Salient: Victoria University of Wellington Students' Newspaper. Vol. 32, No. 6. 1969.
With reference to the poetry which I quoted in Salient 2:
Sam Hunt's poem "A Song About Her" should have been divided into five stanzas of four lines and the third line of the poem should have read : "kicked my pillows out of bed".
In Dennis List's "The Camels Are Coming" the fifth line should have read "the wild profustion of Arabia".
Michael Neill's poem, reprinted in Salient 4 from Argot Broadsheet, should have been titled "Crows in December".
I would be grateful if more care could be given to proof reading in future issues.
Further, in the same issue of Salient, Trevor James described one of Dennis List's poems as "superbly said" (with which description I don't altogether agree—it's not bad, but no more) and then wondered whether or not it was "significant" or has meaning"? Does it matter? Trevor confessed that "the poem by Dennis List I cannot really understand". It may be that it's "meaning" is suggested, and that one cannot satisfactorily define what it is that is suggested.

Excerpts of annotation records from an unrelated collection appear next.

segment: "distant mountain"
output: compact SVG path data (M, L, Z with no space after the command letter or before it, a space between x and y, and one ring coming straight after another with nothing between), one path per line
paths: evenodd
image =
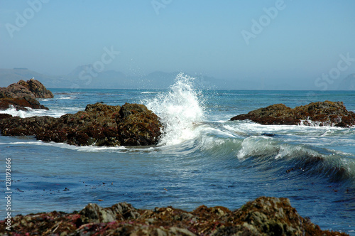
M349 75L340 82L338 90L355 90L355 73Z
M47 88L112 88L112 89L168 89L174 84L180 72L155 71L146 75L130 76L116 70L97 72L92 65L80 65L69 74L51 76L27 68L0 69L0 87L7 87L20 80L35 77ZM195 77L198 89L251 90L266 89L251 80L226 80L202 75L187 75ZM280 88L282 89L282 88Z

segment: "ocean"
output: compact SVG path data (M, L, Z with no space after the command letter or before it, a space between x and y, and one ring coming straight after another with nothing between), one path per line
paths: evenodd
M11 159L11 213L80 210L127 202L137 208L201 205L234 210L259 196L288 198L303 218L355 235L355 129L261 125L230 121L276 103L290 107L342 101L355 111L355 92L200 89L179 75L168 90L50 89L50 110L21 117L59 117L88 104L144 104L165 126L153 146L76 146L34 136L0 135L5 179ZM5 196L5 182L0 182ZM0 217L6 212L0 198Z

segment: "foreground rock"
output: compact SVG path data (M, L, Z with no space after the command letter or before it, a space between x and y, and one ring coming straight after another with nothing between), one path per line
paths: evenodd
M88 104L83 112L60 118L0 117L3 135L35 135L43 141L78 146L154 145L162 128L159 117L146 106L129 103Z
M18 215L11 231L0 221L0 235L347 235L322 230L302 218L287 198L261 197L234 211L200 206L136 209L121 203L103 208L90 203L80 212Z
M346 110L342 102L312 102L291 109L283 104L260 108L232 117L231 120L250 119L261 124L305 124L351 127L355 113Z
M48 108L41 105L36 98L52 98L53 93L38 80L20 80L7 87L0 87L0 110L14 107L17 110Z

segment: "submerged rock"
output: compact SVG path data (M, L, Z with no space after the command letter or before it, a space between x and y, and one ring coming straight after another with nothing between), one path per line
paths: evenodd
M140 210L121 203L90 203L80 212L17 215L11 231L0 221L0 235L347 235L322 230L302 218L288 199L261 197L231 211L202 205L192 212L172 207Z
M60 118L33 117L0 119L1 134L35 135L46 141L85 146L157 144L163 128L159 117L144 105L88 104L84 111Z
M231 118L231 120L250 119L261 124L305 124L309 126L355 125L355 113L347 111L342 102L312 102L291 109L283 104L260 108Z

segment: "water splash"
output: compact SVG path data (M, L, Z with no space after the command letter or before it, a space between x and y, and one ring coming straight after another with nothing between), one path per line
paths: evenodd
M164 124L160 144L175 145L196 138L204 117L201 92L193 87L194 78L180 73L169 90L143 101Z

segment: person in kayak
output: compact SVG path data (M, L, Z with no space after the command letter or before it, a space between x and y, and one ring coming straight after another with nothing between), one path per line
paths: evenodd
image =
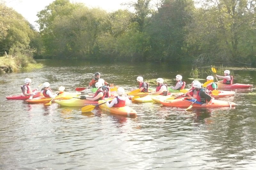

In the same article Trevor wondered whether Peter Bland's "Train Home" is a poem at all. Can he suggest any criteria by which we might determine whether or not it is a poem? He may agree that some attempt at definition is called for if he is prepared to suggest that he can exclude some pieces of writing from a definition of "poetry". If he is prepared to tackle this problem he might in the process, eliminate such nonsense as this :
For example "Hyde Park", by one "Tom Smucker", might just as well be told in prose rather than fool around with the fancy line arrangement" (from Salient 1).
And, with reference to "Train Home", "the same thing (moral) idea could probably be said just as well in a sketch for a story rather than to attempt a poem at that level of style" (from Salient 4).